Voglio la tua intimità. E per questo diffido della lontananza, della lontananza che impedisce di vedersi, di toccarci con la mano, di toccarci con gli occhi allusivi, di mangiare insieme e di sorridere insieme, della lontananza che crea forse uno schermo troppo solenne al nostro bisogno così elementare. E diffido della lontananza perché tropo stupendo è quell’alone di possibilità di cui parli (…) E non mi basta che tu dica che io sono al centro di te, come da sempre. È scritto, è solo scritto. Non posso toccarlo, sentirlo, ricomporlo in te nella tua persona, nei tuoi occhi, nelle tue mani, nel tuo starmi vicino. Gli altri ti vedono e sentono, io no. (…) Il mio egoismo è davvero riprovevole. Come farai, mia cara, con questa sorta di ladro nascosto che vuole rubarti chissà quanto e non sa prometterti niente? E bada che non è un molto di buono. Forse tu potrai amare solo un carattere. Un carattere, mia cara, che ha bisogno di te e del tuo amore. Ti stringo forte. Affettuosamente
20 settembre 1943 ( dalla clandestinità ndr) ***
Carissima, finalmente la possibilità di scriverti una lettera più pacata. (…) Come vanno le mie cose? Un po’ meglio: il freddo cane del primo giorno è passato, la neve si è sciolta ed è rimasto solo il fango(…) Aspetto tanto una tua lettera, aspetto dei giornali, aspetto che tu mi scriva di te e di tante cose. Sarà un modo per riprendere qui quei bei discorsi delle nostre serate che allora sembravano nulla e che pure ora mi appaiono così equilibratori, così riposanti e tante altre cose: è un complimento per la moglie? (...) Abbiti cura e stai tranquilla. Sono di pelle dura e pensa certamente che io esagero nello scriverti. Consolati pensando che la moglie — lontana! — diventa una cosa cara, molto cara. Specie mia moglie, che è una certa moglie. Ti abbraccio forte, una due tre volte e se non ti dispiace ti passo la guancia da baciare — come usava la sera a Roma.

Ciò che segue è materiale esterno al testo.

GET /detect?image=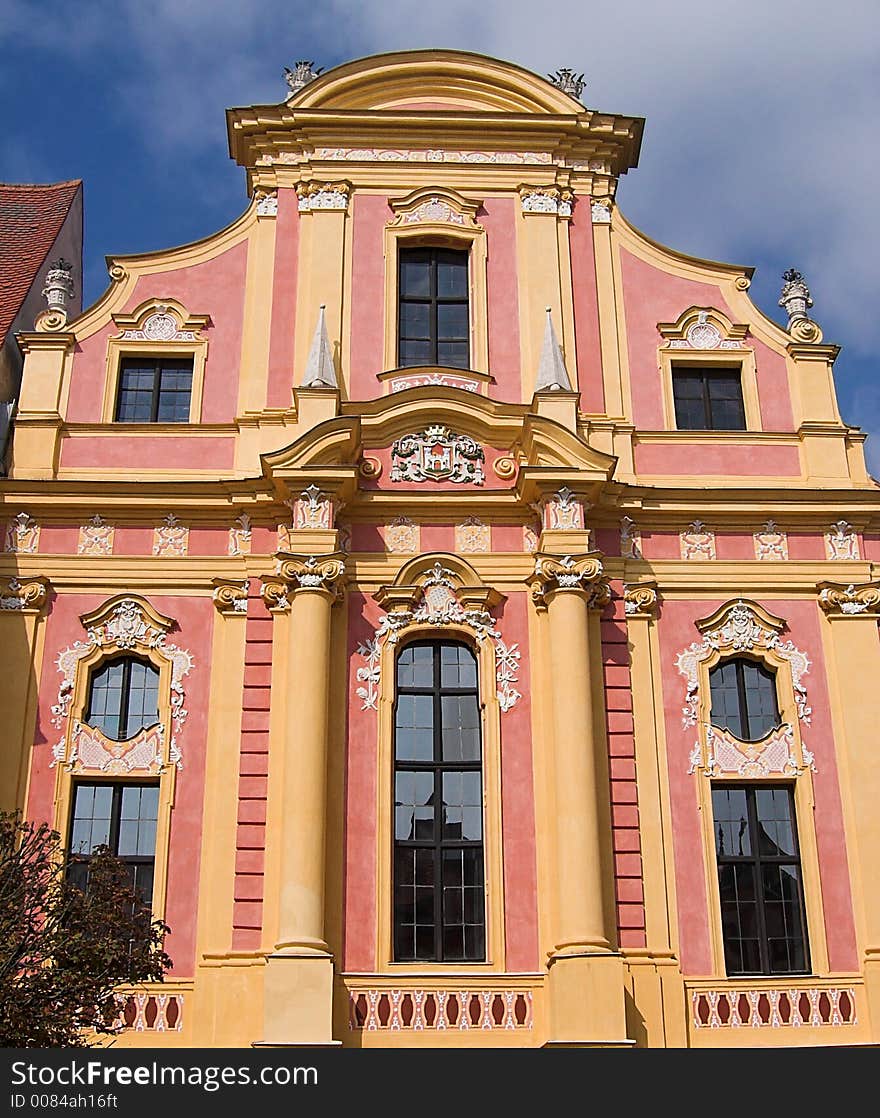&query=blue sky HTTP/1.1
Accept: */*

[0,0,880,476]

2 febbraio 1945 ( dalla provincia di Avellino )
***
Carissima, sono solo in camerata. Malinconia ninfa gentile… Oggi compio trent’anni. Vorrei che tu capissi bene come questa malinconia è serena: non mi dà pena. E vorrei che tu capissi che non è solo la lontananza di Pasqua e il peso della vita militare. E’ il peso delle cose che non riesco a esprimere ed è questo comunicare che mi manca e lascia morire tanta della mia vita. Fossi pittore dipingerei questa campagna, questi alberi, quelle viole. C’erano degli alberi dai lunghi rami dritti fioriti di giallo, di cui non so il nome. Maledetta la cultura umanistica.
Domani di nuovo la polvere e il sole sul carro e lo sforzo per imparare cose a cui non sono tagliato: passare dalla prima alla seconda, girare il carro, premere la frizione, accelerare e passare in terza. Faremo la guerra? Chissà. Cerca di volermi bene, più di quello che merito: più, molto di più di quello che te ne voglio io. E comprati le viole, che io non ti mando. Saluta e fa gli auguri a tutti.